Выбрать главу

Но далее следовало то, что было уже вершиной спектакля, что осталось навсегда, на всю жизнь в памяти тех, кто имел счастье видеть в этот вечер Сергея Васильева. В разговоре с Русаковым, спрашивающим, отчего он, Иванушка, невесел, Бородкин отвечает: «Маленько сгрустнулось что-то». Произнес он это как бы невзначай, но с «непередаваемым чувством», как отмечала впоследствии критика, не находя слов для выражения той тоски, которая слышалась в голосе Бородкина. Скромные, вроде бы обычные реплики засветились вдруг такой значительностью и глубиной чувства, что это было целое откровение для зрителей, поразившее их и вызвавшее ошеломляющее впечатление.

И такая живая, богатая бытовыми красками, психологическими оттенками русская речь зазвучала со сцены! Сам Островский считал, что первым условием художественности в изображении типа, взятого из жизни, является «передача его образа выражения, то есть языка и даже склада речи, которым определяется самый тон речи». Об этом же свидетельствовал и дивный талант Прова Садовского. Выступал не только артист, но и могучий художник разговорного языка. Островский хорошо знал Прова Михайловича как превосходного рассказчика: обычно молчаливый, замкнутый, Садовский неузнаваемо оживлялся, когда начинал рассказывать истории из народного быта, в изустном сказе изображать какой-нибудь выхваченный из жизни тип, и все это очень колоритно, с замечательным ощущением народного языка. И сейчас слышался знакомый тон, но уже более четко и выпукло, что-то медлительно-величавое было иногда в произношении слов, как будто артист призывал огромную залу вслушаться в могучее звучание родного слова. Речь жила и прерывалась, оставаясь значительной и в паузах, и Островский по голосу, по его дикции и гибким оттенкам, по мелодии и ритму, по смене интонаций как живого видел Русакова, мягкого при всей непреклонности своего характера, и теплота благодарности к другу за его несравненную услугу заполняла все существо драматурга.

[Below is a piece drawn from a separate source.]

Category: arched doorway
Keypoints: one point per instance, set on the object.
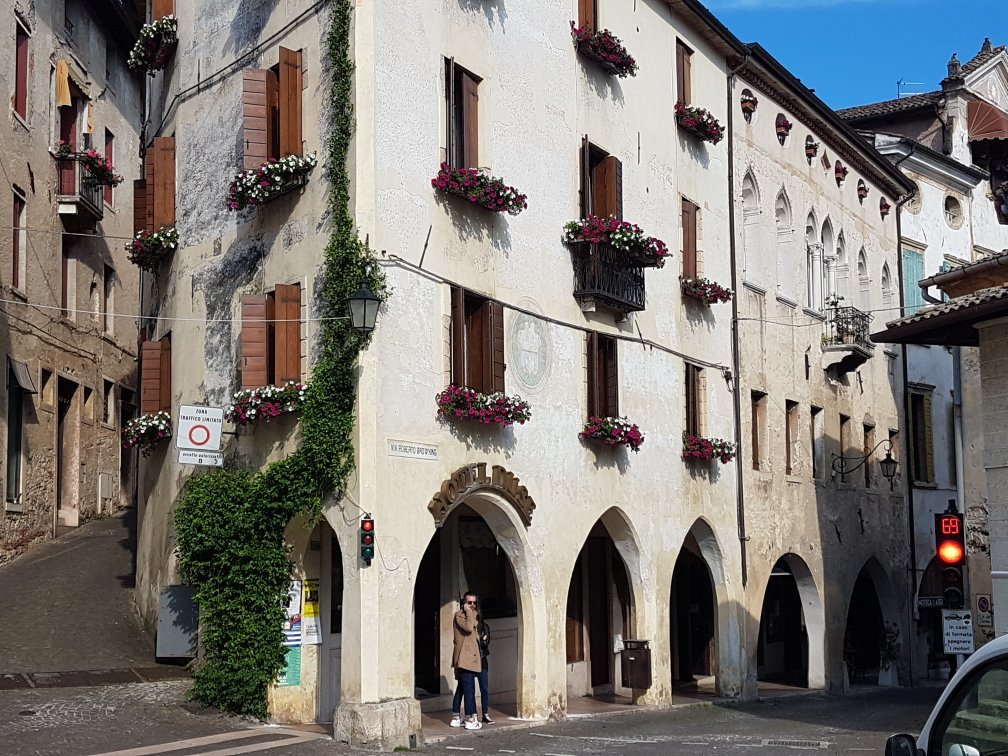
(600, 607)
(694, 621)
(790, 645)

В голосе Садовского особенно выразительны были интонации, передававшие ту или иную черту характера героя, его отношение к другим лицам. Величавая ирония слышалась в речи Русакова, когда он говорил с «ветрогоном» Вихоревым. Довольно было смены одной интонации на другую, чтобы зритель почувствовал начавшийся переход в новое драматическое положение. И как неподдельно было отцовское горе, когда он, узнав о бегстве дочери с Вихоревым, опускаясь на стул, говорит: «Ну, Иванушка, сирота я теперь».

Пров Михайлович в ответ на восхищение его искусством скажет потом, что он только «старался повнятнее передать точные слова роли». Как будто малая, но на самом деле великая задача, ибо слово для артиста было лучшим, наиболее точным и глубоким выразителем человеческой души. Драматург дал артисту слово, а артист извлекал из него все возможное, все заключенные в нем психологические, смысловые богатства, делал из него звучащее чудо.

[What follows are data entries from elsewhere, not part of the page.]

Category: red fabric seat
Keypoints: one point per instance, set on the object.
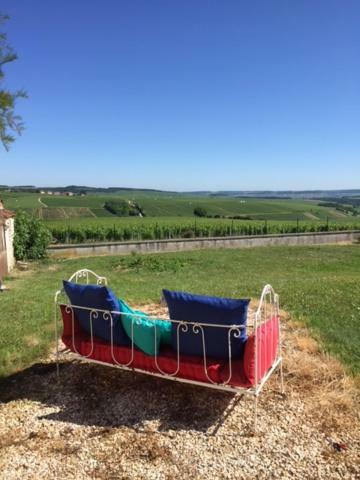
(191, 367)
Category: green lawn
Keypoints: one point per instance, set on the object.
(318, 285)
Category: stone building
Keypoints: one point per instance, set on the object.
(7, 259)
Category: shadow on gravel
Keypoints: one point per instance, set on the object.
(99, 396)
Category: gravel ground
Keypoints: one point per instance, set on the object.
(102, 423)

Артисты так увлеченно, с таким самозабвением вошли в свои роли, что создавалось впечатление полнейшей жизненности того, что делалось на сцене. Налицо было то, что впоследствии сам Островский назовет «школой естественной и выразительной игры». Хороша была Косицкая в сцене на постоялом дворе, когда Дуня, увидевшая наконец, что за человек Вихорев, поборов отчаяние, отвечала ему решительно, вставая со стула и покрываясь платком: «Да отсохни у меня язык, если я у него попрошу хоть копейку!» Волнующими были моменты, когда Дуня произносила: «Тятенька, голубчик!», узнав, что отец поехал ее искать; и особенно когда Дуня падала в ноги отцу, вымаливая прощение.

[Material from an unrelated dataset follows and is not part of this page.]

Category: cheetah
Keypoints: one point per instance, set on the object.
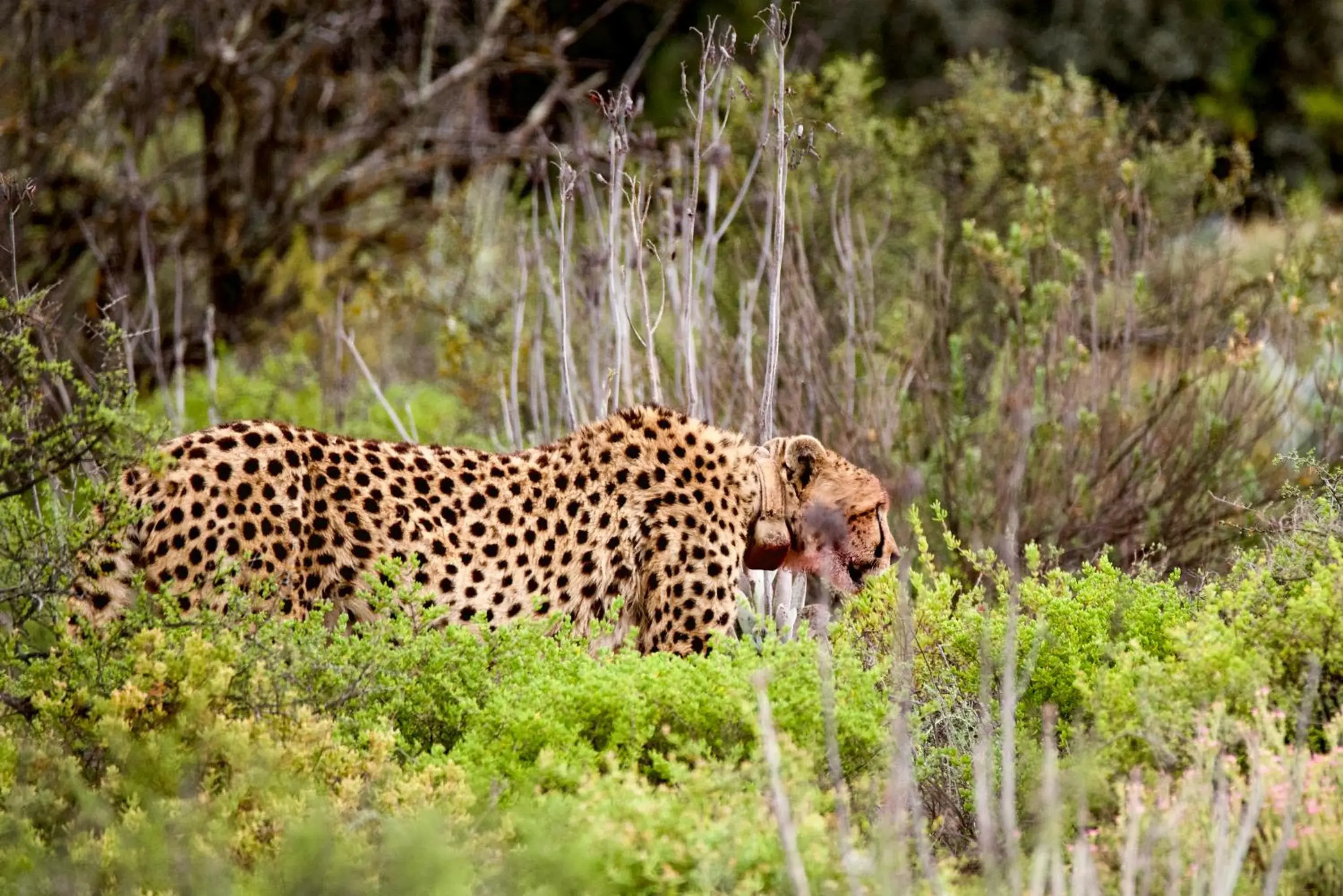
(649, 506)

Сотни спектаклей ожидали драматурга впереди, он будет смотреть их, уже привыкнув к успеху и неуспеху, непосредственно радуясь удачным местам; забывая иногда, что идет его пьеса, мог хлопать незнакомого ему соседа по колену, восклицая: «Прекрасная пьеса… жизненная, смешная». Но это впереди, а пока он еще новичок в театре, робеет перед этой тьмой зала, затаившегося, неизвестно еще какой приговор сулящего.